I nemici più pericolosi dell’Africa sono, nondimeno, i mercanti di Dio, un Dio contraffatto da ideologie che arrivano al Continente con le cannoniere e gli accordi commerciali. Trovano in fretta acquirenti per rovesciare sulle spiagge e i deserti le scorie e gli scarti della loro civiltà fatta di cose da vendere in continuazione. Cercano spazi per fare fosse, comuni o private, per poi nascondervi quanto altrove non troverebbe mai posto. Usano il dio denaro come paravento, comprano e fanno comprare, vendono illusioni, miraggi, utopie consumate dall’uso e promettono un paradiso da centro commerciale, plasmano immaginari e accartocciano i sogni per buttarli al macero. Anch’essi trovano complici e trasformano la saggezza di un tempo in un’inutile cantilena di pescatori che hanno dimenticato l’arte della pesca. Fanno delle mercanzie l’unico orizzonte degno per un Mercato Unico, Libero e Globale di rapina dei poveri.
Perché neri o perché poveri, forse è bene non sbagliarsi nell’identificare il nemico. Il torto principale dei migranti che sbarcano (o prima annegano nel mare), o arrivano in aereo o per impervie strade, non sono anzitutto il colore della pelle, la forma degli occhi o la lingua e gli usi differenti, ma è la povertà che disturba. E lo stesso si riproduce in questa parte del mondo: si è se si HA…Chi non HA non è nessuno. Poco importa il colore dell’abito indossato per l’occasione. Pure l’Africa di adesso, neocolonizzata a suo piacimento e finchè le conviene, discrimina i poveracci, i democratici, i diritti umani, i giornalisti, gli artisti e i giudici che fanno il loro mestiere. L’Africa abbisogna, e allo stesso tempo teme, la verità di sé e del suo destino. Magari, come tutti del resto, ha bisogno di amici veri e sinceri. Non molti ma esistono ancora oggi.
Gli amici dell’Africa tacciono, fanno silenzio e buttano via il tempo che avevano prima di arrivare. Gli amici dell’Africa non vengono per aiutare quanto per essere aiutati a declinare altrimenti la vita. Gli amici dell’Africa sono coloro che si lasciano contagiare dal sapore del vento e hanno intuito quanto la sabbia sia importante per interpretare la storia umana.
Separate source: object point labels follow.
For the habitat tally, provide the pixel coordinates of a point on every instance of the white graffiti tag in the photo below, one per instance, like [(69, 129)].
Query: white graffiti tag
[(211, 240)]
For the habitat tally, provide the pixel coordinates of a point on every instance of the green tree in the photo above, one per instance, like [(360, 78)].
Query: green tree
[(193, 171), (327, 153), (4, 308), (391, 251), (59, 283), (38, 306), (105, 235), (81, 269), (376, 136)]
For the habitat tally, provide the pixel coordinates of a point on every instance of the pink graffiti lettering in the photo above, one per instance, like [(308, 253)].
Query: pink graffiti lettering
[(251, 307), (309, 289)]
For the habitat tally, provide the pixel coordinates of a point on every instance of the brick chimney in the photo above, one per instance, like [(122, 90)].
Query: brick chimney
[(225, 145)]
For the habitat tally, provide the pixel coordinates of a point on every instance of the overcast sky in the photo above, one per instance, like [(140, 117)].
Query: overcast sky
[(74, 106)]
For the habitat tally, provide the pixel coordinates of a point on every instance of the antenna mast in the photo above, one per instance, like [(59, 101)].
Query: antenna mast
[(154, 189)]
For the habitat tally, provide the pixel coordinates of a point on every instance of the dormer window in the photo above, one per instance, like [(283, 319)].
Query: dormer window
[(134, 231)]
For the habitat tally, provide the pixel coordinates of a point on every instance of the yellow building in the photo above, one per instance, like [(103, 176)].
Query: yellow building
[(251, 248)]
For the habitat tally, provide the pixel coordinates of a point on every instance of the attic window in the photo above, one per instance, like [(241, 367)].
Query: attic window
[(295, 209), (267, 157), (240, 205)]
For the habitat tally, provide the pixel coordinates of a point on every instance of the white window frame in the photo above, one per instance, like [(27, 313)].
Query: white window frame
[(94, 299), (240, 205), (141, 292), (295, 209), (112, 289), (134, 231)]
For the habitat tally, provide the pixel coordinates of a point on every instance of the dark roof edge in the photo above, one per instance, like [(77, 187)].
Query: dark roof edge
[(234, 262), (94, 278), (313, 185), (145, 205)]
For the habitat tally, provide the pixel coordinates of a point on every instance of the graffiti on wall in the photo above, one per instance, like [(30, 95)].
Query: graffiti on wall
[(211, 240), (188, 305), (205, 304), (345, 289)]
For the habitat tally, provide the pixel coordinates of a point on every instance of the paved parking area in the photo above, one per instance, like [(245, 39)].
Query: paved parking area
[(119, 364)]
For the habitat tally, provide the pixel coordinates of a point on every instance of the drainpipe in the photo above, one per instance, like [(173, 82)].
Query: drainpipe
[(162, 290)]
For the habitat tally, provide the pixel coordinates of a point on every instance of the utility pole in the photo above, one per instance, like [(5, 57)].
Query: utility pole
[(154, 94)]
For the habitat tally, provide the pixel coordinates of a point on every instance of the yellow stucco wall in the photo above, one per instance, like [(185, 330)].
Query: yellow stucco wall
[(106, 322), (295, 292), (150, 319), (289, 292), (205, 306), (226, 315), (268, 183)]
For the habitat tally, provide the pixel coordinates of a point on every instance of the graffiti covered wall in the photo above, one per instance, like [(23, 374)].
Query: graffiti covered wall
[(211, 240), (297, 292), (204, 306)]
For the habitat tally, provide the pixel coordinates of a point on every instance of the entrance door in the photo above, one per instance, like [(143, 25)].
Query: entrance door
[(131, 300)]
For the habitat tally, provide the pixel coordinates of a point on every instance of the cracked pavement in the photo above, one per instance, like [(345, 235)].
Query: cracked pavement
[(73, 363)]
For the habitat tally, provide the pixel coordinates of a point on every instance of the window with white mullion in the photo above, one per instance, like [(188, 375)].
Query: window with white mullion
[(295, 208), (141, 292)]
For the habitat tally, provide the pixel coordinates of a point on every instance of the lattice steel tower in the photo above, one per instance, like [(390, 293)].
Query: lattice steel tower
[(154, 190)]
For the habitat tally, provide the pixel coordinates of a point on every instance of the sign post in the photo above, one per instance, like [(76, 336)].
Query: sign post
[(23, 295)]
Non hanno ricette, progetti, strategie, fondi di primo intervento, consigli da dare, foto da prendere o giudizi da imporre. Gli amici dell’Africa sanno bene che alla fine sono gli analfabeti che scriveranno, nella polvere, le parole che più contano. Gli amici dell’Africa vivono nell’attesa che proprio loro, i bambini, senza saperlo, salvino il mondo.
Niamey, 14 giugno 2020
Tommaso dice
Una semplice narrazione della realtà africana che esplica tutta la paradossalita’ di chi siano i responsabili e carnefici delle tragedie africane che vengono considerate endemiche con tutta la cosciente falsità pretestuosa di coloro che la dichiarano ….
maria martini dice
finalmente una voce lucida e sincera
Daniela Dal Lago dice
Tutto questa bellissima analisi per sottolineare che non è il colore della pelle il problema, è la povertà! (che non ha colore o forse ce li ha tutti).
È il razzismo economico, il problema.